I to już od 2022 roku. Wtedy samorząd nabył w sumie 676 ton surowca z Kolumbii w związku z wejściem w życie ustawy o „zakupie preferencyjnym paliwa stałego dla gospodarstw domowych”. – Ale zostało nam 140 ton węgla i mamy ogromny problem ze sprzedażą– sygnalizował już rok temu Mateusz Popławski, zastępca burmistrza Łukowa. Okazuje się, że 138 tony czarnego złota wciąż zalegają na terenie Przedsiębiorstwa Energetyki Cieplnej przy ulicy Świderskiej.
Samorząd sprzedaje po 1,5 tys. zł za tonę i nie może z tego pułapu zejść. A obecnie na rynku można znaleźć niższe ceny.
- Osoby zainteresowane nabyciem mogą zgłaszać się do Urzędu Miasta. Po dokonaniu wpłaty w kasie powinny odebrać surowiec w PEC- precyzuje Tomasz Goławski, kierownik referatu promocji. Do wyboru jest orzech lub groszek.
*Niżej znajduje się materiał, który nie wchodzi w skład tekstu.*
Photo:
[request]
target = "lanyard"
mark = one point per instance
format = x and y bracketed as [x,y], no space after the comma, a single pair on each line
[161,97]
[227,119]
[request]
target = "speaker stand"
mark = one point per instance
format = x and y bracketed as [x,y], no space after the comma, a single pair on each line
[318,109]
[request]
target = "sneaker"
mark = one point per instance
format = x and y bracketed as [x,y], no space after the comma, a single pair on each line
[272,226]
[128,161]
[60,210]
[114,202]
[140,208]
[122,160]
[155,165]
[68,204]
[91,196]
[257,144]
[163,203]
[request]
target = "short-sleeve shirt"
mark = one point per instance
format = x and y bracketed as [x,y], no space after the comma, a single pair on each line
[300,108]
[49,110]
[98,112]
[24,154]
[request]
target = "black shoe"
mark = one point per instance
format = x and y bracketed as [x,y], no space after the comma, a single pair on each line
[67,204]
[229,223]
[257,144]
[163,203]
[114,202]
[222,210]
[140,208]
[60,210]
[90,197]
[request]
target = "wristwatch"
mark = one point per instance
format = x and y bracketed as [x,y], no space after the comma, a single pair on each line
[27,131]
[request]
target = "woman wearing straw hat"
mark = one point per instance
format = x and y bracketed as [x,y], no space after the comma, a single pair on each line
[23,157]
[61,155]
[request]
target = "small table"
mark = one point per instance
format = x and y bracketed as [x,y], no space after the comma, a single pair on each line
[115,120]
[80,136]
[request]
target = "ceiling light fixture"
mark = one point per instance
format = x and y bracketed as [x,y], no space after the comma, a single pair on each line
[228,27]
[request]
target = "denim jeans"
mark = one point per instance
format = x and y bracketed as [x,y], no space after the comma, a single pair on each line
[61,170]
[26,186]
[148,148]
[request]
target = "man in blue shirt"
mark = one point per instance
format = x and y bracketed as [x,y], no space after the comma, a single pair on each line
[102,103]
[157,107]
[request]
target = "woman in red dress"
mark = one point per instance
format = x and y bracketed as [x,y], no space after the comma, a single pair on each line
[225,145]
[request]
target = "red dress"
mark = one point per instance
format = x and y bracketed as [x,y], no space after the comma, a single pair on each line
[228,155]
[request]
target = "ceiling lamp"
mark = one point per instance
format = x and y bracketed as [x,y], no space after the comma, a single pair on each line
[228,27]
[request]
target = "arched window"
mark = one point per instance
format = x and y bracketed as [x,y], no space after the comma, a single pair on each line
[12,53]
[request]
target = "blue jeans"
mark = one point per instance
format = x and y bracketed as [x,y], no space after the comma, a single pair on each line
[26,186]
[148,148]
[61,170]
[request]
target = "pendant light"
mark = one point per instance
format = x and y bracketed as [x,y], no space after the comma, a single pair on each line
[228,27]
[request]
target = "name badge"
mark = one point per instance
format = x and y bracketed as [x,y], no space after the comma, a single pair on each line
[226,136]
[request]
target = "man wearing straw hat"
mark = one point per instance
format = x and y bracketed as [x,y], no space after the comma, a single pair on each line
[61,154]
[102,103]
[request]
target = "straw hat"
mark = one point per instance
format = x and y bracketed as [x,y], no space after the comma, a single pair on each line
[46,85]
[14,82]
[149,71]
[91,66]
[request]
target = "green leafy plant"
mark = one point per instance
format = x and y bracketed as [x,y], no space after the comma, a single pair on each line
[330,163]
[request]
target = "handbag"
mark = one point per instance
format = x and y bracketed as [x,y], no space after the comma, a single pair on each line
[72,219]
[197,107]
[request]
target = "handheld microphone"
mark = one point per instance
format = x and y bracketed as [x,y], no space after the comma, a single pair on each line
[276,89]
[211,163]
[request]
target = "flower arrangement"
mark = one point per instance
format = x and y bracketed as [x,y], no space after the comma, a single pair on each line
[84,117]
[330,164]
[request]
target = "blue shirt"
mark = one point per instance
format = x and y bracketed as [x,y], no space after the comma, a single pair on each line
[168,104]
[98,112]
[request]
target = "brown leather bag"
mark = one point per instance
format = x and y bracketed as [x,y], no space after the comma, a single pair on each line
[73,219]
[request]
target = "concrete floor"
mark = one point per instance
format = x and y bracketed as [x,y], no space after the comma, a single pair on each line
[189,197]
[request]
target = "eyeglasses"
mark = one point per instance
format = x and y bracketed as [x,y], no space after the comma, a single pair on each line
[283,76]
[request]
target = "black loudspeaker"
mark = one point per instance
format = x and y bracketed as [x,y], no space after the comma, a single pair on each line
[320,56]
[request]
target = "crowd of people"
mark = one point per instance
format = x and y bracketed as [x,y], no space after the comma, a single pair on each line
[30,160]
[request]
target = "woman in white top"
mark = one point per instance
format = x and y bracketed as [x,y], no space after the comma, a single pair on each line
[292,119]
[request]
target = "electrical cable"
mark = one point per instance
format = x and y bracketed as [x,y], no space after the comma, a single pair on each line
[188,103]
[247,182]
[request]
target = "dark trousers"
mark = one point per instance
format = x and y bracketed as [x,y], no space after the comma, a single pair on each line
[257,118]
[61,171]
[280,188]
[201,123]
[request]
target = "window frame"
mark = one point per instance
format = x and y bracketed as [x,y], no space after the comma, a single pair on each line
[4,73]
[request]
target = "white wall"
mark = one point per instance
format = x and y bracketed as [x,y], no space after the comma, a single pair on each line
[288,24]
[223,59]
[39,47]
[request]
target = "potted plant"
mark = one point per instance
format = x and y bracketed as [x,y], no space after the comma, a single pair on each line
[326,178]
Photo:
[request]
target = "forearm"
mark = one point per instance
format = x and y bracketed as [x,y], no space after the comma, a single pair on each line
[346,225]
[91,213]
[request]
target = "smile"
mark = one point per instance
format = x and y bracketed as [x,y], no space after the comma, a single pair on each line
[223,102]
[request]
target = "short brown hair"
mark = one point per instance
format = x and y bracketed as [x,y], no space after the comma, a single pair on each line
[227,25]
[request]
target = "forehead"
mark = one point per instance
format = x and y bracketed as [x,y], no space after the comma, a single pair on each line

W 2022 roku rząd PiS na problem z dostępnością i ceną węgla odpowiedział dodatkiem węglowym i uruchomieniem sprzedaży interwencyjnej, którą miały prowadzić samorządy. Węgiel importowały spółki Skarbu Państwa i sprzedawały go gminom, które z kolei zamawiały na podstawie wniosków złożonych przez mieszkańców.